しかし、これまでにベースの踏み忘れでわざとサイクルヒットを達成した選手はいません。

 

代わりと言ってはなんですが、サイクルヒット達成をアシストするために「わざと」緩慢守備をしたケースが存在したのでご紹介します。

わざと相手選手が緩慢プレーをしたおかげでサイクルヒットを達成できたのが、1983年4月30日の山本浩二(広島)。

 

36歳6ヶ月だった山本浩二は、三塁打が出ればサイクルヒットの場面で右中間を破る打球を放って全力疾走。

しかし、若い頃とは違い足が遅くなっていた山本浩二、三塁は完全アウトのタイミングでしたが...なんとサードを守っていた掛布雅之が転倒&タッチが遅れて判定はセーフ。サイクルヒット達成となりました。

ですが当時、掛布のプレーが「わざとらしすぎる」として、NHKで全国放送されていたこともあり抗議の電話が殺到したとか(掛布による武士の情けなどと言われていたようです)。

 

2人が現役引退をして長い年月が経った2008年、バラエティ番組に出演した掛布は山本浩二同席のもとで当時の「疑惑のサイクルヒット」について弁明。

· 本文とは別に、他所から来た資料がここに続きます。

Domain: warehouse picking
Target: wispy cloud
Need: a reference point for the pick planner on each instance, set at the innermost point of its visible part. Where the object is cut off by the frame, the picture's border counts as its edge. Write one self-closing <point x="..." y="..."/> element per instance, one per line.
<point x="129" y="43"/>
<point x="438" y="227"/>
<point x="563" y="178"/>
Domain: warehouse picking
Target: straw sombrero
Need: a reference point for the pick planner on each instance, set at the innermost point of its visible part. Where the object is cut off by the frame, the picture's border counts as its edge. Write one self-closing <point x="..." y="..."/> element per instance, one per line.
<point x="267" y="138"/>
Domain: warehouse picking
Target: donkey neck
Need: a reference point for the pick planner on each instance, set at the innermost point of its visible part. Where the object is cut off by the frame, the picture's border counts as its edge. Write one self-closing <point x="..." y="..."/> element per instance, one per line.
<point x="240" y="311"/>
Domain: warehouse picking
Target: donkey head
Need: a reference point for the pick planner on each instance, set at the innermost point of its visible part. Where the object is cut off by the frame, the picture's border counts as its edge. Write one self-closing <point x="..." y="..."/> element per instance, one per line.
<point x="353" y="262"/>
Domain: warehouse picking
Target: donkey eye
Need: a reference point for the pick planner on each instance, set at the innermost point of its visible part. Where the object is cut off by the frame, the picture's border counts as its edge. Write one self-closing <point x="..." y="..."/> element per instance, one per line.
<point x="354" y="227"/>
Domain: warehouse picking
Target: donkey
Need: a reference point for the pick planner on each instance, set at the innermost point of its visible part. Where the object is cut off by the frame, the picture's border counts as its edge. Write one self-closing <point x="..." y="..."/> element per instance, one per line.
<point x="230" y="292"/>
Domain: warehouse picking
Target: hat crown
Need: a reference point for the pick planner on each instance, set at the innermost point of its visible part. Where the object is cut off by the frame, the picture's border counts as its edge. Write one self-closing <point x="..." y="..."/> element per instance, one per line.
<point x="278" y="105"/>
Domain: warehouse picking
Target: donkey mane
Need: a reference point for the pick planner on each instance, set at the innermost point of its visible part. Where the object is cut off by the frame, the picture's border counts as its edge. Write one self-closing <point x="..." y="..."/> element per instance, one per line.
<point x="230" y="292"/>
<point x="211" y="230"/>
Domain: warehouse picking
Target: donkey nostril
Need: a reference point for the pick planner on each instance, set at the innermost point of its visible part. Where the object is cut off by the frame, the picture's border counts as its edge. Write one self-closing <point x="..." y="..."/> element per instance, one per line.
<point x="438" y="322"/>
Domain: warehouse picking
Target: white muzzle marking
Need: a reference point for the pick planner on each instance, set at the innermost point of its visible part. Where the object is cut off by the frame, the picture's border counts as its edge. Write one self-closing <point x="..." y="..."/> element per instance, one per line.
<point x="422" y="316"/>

前の打席でセンター前ヒットを打って、その後三塁まで進んだ山本浩二から「次の打席で外野を抜いたらどんな打球でもココへ突っ込むからよろしく頼む」と言われ、密約を交わしていたことを明かしました。

このワケありプレーが出た時の試合のスコアは広島が12-0でリード。こうした背景もあって生まれたサイクルヒットだったようです。

ちなみに、山本浩二の疑惑のサイクルヒットは、当時最年長での達成記録でした。

 

達成した本人はもちろんですが、その場に居合わせた選手にとっても珍しい出来事であるサイクルヒット。

わざとや未遂も含め、サイクルヒットにまつわるあれこれを更新していければと思っています。

 

余談ですが、球場別で見ると最多は神宮球場の5回、確率で言うとナゴヤドームが最もよくサイクルヒットが出る球場です(1997年会場以来、4度の発生で、全て中日の選手が達成)。

また、ヤフオクドームとZOZOマリンでは未だにサイクルヒットが達成されておらず、球団別では楽天の選手がまだ1度も記録していません。

このあたりにも注目していければと思います。

大谷翔平がメジャーリーグでサイクルヒット達成|MLB日本人初

大谷翔平が2019年6月13日のレイズ戦で、第3打席までに本塁打、二塁打、三塁打を放ち、迎えた第4打席でシングルヒットを打ってサイクルヒットを達成しました!(プレー映像は下にあります)

メジャーリーグでサイクルヒットを記録したのは日本人初の偉業です。

 

大谷翔平のサイクルヒットは、メジャー2019年シーズンでは4月5日にツインズのホルヘ・ポランコが達成して以来で、通算326度目の記録です。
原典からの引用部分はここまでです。